Undine Smith Moore was an American composer and educator born in 1904. Throughout her teaching career, Moore strove to give Black composers, musicians and students the opportunity and recognition they deserved.

Through my participation in choral ensembles, I’ve had the opportunity to sing several of Moore’s choral arrangements, including “We Shall Walk Through the Valley” and “I Would Be True”. While I recognized the pieces as beautiful compositions, I had never considered just how challenging it would have been for Moore to bring them into the world.

Moore began composing at Fisk University in Nashville, Tennessee, where she studied piano. It was here that she became the first Fisk student to ever receive a scholarship from the Juilliard School of Music. She continued her education at Columbia University, earning a master of arts in teaching.

Moore taught music theory and composition at Virginia State College, where she co-founded and co-directed the school’s Black Music Center, which encouraged the study and performance of music by Black artists and composers.

Moore wrote over 100 musical works, writing pieces for piano, choral and various instrumental settings. Moore’s work was heavily influenced by her own culture and experiences. In many of her compositions, she included the African American melodies and spirituals that she learned from her parents.

Moore also composed her own arrangements of many existing spirituals, including “We Shall Walk Through the Valley” and “Daniel, Daniel, Servant of the Lord.”
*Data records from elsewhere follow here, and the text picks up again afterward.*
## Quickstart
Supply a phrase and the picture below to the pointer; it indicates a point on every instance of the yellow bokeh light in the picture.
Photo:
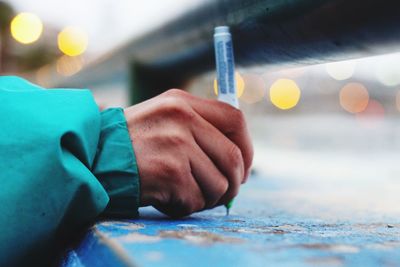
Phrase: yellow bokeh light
(239, 85)
(26, 28)
(72, 41)
(284, 94)
(354, 97)
(68, 66)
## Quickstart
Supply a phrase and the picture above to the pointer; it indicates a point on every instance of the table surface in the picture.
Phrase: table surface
(258, 232)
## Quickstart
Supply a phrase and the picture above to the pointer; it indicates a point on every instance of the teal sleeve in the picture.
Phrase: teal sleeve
(62, 165)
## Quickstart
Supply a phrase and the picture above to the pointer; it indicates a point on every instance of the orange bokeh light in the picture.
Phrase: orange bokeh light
(354, 97)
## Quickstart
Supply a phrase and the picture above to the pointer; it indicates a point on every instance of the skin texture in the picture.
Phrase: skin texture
(192, 153)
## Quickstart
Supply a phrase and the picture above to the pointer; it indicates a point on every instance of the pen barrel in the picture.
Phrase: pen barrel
(225, 65)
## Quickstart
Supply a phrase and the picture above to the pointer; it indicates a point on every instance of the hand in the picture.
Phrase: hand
(192, 153)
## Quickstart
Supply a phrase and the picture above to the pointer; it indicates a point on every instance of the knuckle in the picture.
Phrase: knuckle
(175, 92)
(178, 139)
(235, 155)
(239, 120)
(173, 171)
(177, 108)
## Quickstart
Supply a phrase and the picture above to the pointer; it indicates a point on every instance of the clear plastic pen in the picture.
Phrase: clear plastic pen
(225, 65)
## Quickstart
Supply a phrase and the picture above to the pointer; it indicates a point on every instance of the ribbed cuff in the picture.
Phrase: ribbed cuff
(115, 165)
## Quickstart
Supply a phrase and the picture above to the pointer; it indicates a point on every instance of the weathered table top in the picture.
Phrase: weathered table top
(257, 233)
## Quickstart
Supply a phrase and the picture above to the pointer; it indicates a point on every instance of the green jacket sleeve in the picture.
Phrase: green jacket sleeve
(62, 164)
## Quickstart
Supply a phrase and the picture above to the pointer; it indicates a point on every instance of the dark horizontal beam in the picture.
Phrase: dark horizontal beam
(268, 32)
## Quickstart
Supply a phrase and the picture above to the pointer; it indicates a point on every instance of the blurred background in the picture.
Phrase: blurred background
(328, 132)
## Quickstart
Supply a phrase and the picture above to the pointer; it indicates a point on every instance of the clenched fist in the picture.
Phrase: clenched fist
(192, 153)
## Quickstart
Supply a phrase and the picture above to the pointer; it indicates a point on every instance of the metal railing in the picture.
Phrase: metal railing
(269, 32)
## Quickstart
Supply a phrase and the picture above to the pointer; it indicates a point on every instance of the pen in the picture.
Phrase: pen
(225, 65)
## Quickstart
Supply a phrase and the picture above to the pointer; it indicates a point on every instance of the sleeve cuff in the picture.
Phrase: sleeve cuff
(115, 165)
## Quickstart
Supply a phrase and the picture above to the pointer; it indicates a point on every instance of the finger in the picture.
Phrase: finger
(184, 200)
(229, 120)
(220, 149)
(212, 182)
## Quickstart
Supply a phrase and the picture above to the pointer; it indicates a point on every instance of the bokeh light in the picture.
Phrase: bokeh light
(72, 41)
(239, 85)
(388, 70)
(68, 66)
(372, 115)
(255, 88)
(354, 97)
(284, 94)
(26, 28)
(341, 70)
Moore was also influenced by the injustices Black Americans faced during her lifetime. One of Moore’s more notable works is a choral and orchestral oratorio called “Scenes from the Life of a Martyr,” dedicated to Martin Luther King Jr. The work was nominated for a Pulitzer Prize in 1981.
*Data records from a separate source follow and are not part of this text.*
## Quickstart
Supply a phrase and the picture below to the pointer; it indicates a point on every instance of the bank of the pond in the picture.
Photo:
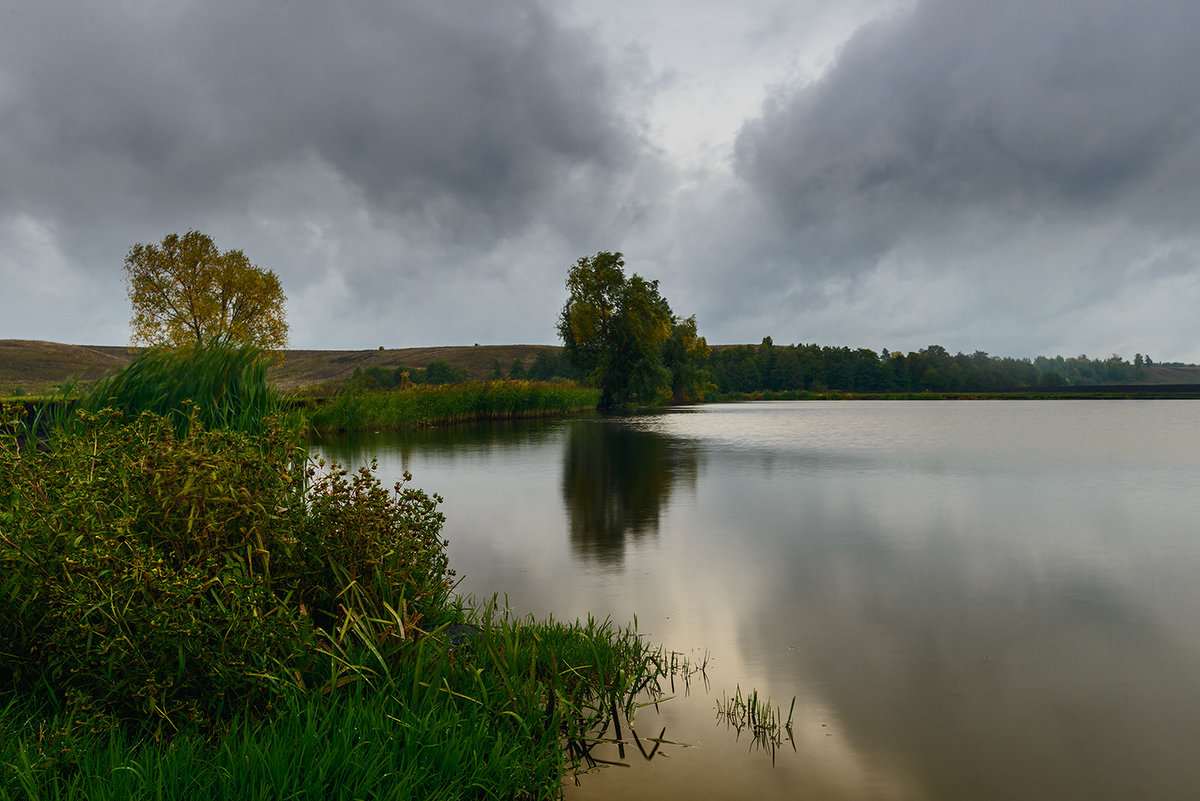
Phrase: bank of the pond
(183, 615)
(1111, 392)
(443, 404)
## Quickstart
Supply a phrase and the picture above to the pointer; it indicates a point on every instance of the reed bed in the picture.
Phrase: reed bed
(453, 403)
(498, 708)
(221, 385)
(755, 715)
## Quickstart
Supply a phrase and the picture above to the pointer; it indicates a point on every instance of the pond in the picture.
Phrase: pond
(967, 600)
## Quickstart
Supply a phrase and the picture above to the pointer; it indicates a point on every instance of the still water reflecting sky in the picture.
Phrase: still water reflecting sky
(969, 600)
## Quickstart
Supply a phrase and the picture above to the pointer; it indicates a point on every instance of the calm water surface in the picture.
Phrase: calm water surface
(969, 600)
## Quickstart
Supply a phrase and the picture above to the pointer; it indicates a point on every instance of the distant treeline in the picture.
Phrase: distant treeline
(767, 367)
(819, 368)
(546, 366)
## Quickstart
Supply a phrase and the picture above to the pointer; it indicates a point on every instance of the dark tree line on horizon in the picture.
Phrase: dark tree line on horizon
(819, 368)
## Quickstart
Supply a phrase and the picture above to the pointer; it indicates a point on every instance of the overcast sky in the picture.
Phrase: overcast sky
(1017, 176)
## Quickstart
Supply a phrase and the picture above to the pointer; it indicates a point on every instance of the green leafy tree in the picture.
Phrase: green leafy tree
(687, 355)
(613, 327)
(185, 290)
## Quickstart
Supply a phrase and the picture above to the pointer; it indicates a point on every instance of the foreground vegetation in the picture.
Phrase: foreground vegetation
(190, 608)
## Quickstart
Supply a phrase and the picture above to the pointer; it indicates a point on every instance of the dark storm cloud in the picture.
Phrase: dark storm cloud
(463, 113)
(1018, 113)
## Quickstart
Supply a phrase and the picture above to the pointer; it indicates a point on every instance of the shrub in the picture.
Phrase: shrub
(165, 577)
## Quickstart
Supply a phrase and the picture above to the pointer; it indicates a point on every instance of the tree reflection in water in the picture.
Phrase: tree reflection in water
(617, 482)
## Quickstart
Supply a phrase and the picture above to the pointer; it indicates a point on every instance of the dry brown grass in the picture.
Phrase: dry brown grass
(31, 367)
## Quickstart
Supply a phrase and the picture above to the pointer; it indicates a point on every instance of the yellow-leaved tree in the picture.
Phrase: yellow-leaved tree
(185, 290)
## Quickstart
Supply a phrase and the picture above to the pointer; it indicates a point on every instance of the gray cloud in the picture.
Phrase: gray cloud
(1017, 176)
(361, 150)
(1021, 110)
(457, 108)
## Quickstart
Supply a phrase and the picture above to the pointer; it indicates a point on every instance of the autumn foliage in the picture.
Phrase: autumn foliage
(185, 290)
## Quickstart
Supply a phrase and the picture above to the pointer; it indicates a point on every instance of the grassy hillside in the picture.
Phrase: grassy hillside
(31, 367)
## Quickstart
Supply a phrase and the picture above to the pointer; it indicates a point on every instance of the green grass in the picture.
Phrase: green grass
(190, 609)
(453, 403)
(505, 712)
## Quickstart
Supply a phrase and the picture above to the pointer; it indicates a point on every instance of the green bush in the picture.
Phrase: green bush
(163, 577)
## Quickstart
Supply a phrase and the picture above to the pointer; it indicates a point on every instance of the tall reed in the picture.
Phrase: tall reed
(435, 405)
(221, 385)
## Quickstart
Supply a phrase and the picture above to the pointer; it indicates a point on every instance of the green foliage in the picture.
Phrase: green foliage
(550, 365)
(187, 291)
(168, 579)
(442, 373)
(431, 405)
(219, 385)
(613, 329)
(687, 355)
(816, 368)
(487, 717)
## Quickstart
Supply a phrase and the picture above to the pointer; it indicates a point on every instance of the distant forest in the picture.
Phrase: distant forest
(819, 368)
(767, 367)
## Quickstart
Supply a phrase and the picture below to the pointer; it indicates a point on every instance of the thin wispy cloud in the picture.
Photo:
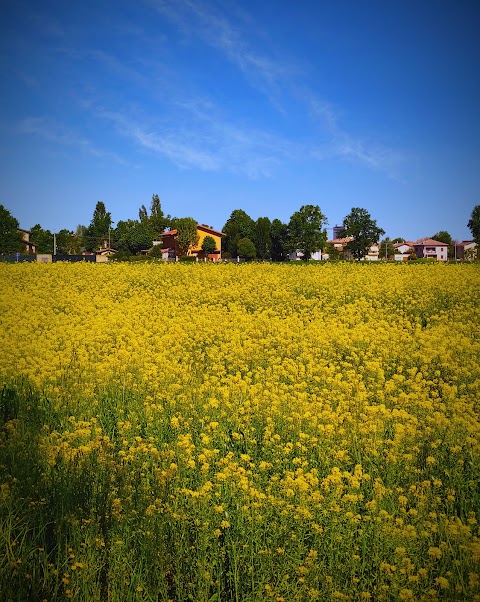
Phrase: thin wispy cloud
(277, 79)
(57, 133)
(207, 142)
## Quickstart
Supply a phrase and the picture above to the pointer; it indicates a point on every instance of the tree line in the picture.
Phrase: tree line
(263, 239)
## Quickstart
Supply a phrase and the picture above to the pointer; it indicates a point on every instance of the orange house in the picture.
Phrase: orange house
(170, 246)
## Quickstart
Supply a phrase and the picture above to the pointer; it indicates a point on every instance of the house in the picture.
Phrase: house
(29, 245)
(171, 249)
(429, 248)
(467, 249)
(403, 250)
(340, 244)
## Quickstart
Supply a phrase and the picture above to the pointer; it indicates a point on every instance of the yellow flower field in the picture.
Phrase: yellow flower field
(239, 432)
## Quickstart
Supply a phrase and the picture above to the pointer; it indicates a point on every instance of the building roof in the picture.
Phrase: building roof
(340, 241)
(429, 242)
(174, 232)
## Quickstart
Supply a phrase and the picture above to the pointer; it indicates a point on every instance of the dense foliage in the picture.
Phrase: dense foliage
(239, 432)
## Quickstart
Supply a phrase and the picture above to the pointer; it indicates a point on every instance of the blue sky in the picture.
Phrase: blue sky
(218, 105)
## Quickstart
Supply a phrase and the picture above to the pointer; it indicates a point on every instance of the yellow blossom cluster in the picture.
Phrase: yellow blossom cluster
(240, 432)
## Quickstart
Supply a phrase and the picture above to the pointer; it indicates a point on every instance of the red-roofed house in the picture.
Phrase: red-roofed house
(170, 246)
(427, 247)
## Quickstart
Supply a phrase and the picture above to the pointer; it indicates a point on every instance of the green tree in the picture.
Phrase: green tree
(246, 249)
(474, 224)
(306, 230)
(387, 250)
(263, 241)
(132, 236)
(158, 220)
(209, 245)
(142, 214)
(187, 234)
(239, 225)
(98, 229)
(278, 241)
(43, 239)
(364, 230)
(10, 237)
(68, 243)
(332, 252)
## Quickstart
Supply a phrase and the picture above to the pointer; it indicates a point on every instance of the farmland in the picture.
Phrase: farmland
(239, 432)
Throughout her career, Moore received many awards recognizing her work and achievement, including the Virginia Governor’s Award in the Arts in 1985 and the National Association of Negro Musicians Distinguished Achievement Award in 1975. In 1977, Moore was also named music laureate for the state of Virginia.
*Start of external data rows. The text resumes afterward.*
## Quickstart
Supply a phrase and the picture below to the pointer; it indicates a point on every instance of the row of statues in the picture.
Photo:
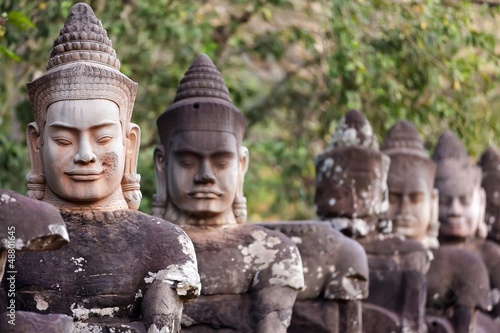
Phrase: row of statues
(401, 244)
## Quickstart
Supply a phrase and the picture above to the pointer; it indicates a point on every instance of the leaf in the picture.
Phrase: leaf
(9, 53)
(19, 20)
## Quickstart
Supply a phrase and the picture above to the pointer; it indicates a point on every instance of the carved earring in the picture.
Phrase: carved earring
(240, 209)
(35, 179)
(160, 197)
(132, 190)
(131, 179)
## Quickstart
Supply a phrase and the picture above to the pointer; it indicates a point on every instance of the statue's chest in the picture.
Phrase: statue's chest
(99, 266)
(225, 270)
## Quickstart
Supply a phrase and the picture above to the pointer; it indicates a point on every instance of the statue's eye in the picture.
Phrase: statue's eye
(62, 142)
(104, 139)
(186, 163)
(222, 163)
(416, 197)
(465, 200)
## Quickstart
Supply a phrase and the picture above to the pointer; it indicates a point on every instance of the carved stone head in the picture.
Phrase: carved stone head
(351, 175)
(413, 201)
(201, 163)
(490, 165)
(82, 145)
(461, 198)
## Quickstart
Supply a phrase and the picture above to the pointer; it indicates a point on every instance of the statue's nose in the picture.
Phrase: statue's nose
(84, 154)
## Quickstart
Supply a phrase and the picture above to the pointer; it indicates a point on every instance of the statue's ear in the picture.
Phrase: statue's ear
(240, 202)
(482, 227)
(430, 240)
(244, 159)
(160, 198)
(434, 206)
(35, 179)
(131, 179)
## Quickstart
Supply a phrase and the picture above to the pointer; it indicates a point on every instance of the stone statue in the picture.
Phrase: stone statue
(27, 225)
(336, 278)
(123, 270)
(351, 193)
(490, 165)
(250, 275)
(413, 209)
(462, 204)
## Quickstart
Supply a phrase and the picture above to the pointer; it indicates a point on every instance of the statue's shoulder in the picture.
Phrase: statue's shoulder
(462, 272)
(391, 244)
(275, 257)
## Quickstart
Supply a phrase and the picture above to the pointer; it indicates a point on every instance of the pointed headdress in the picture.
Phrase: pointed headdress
(82, 65)
(202, 103)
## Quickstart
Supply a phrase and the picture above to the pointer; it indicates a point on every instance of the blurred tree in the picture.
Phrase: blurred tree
(292, 67)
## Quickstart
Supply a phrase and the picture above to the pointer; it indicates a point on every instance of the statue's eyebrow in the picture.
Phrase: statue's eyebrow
(69, 127)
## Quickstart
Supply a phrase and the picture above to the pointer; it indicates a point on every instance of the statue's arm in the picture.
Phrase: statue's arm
(162, 308)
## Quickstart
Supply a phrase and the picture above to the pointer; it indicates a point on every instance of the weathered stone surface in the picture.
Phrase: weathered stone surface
(490, 165)
(25, 322)
(104, 273)
(336, 278)
(250, 275)
(351, 193)
(123, 270)
(36, 225)
(462, 207)
(413, 201)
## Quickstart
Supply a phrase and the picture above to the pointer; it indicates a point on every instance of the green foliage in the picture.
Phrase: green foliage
(293, 68)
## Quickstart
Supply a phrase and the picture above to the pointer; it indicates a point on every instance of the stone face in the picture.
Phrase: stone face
(413, 202)
(351, 193)
(462, 206)
(461, 199)
(123, 270)
(250, 275)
Although only a fraction of her compositions were published during her life, Moore created a legacy through both her music and teaching. She created and spread art at a time when it was nearly impossible for Black women to do so and inspired others to follow in her footsteps.

Learning about Moore’s life and career has made me realize how truly lucky I am to be able to sing her arrangements. Had she not chosen to overcome the challenges facing Black women, no one would be able to experience the beauty of her music the way we can today.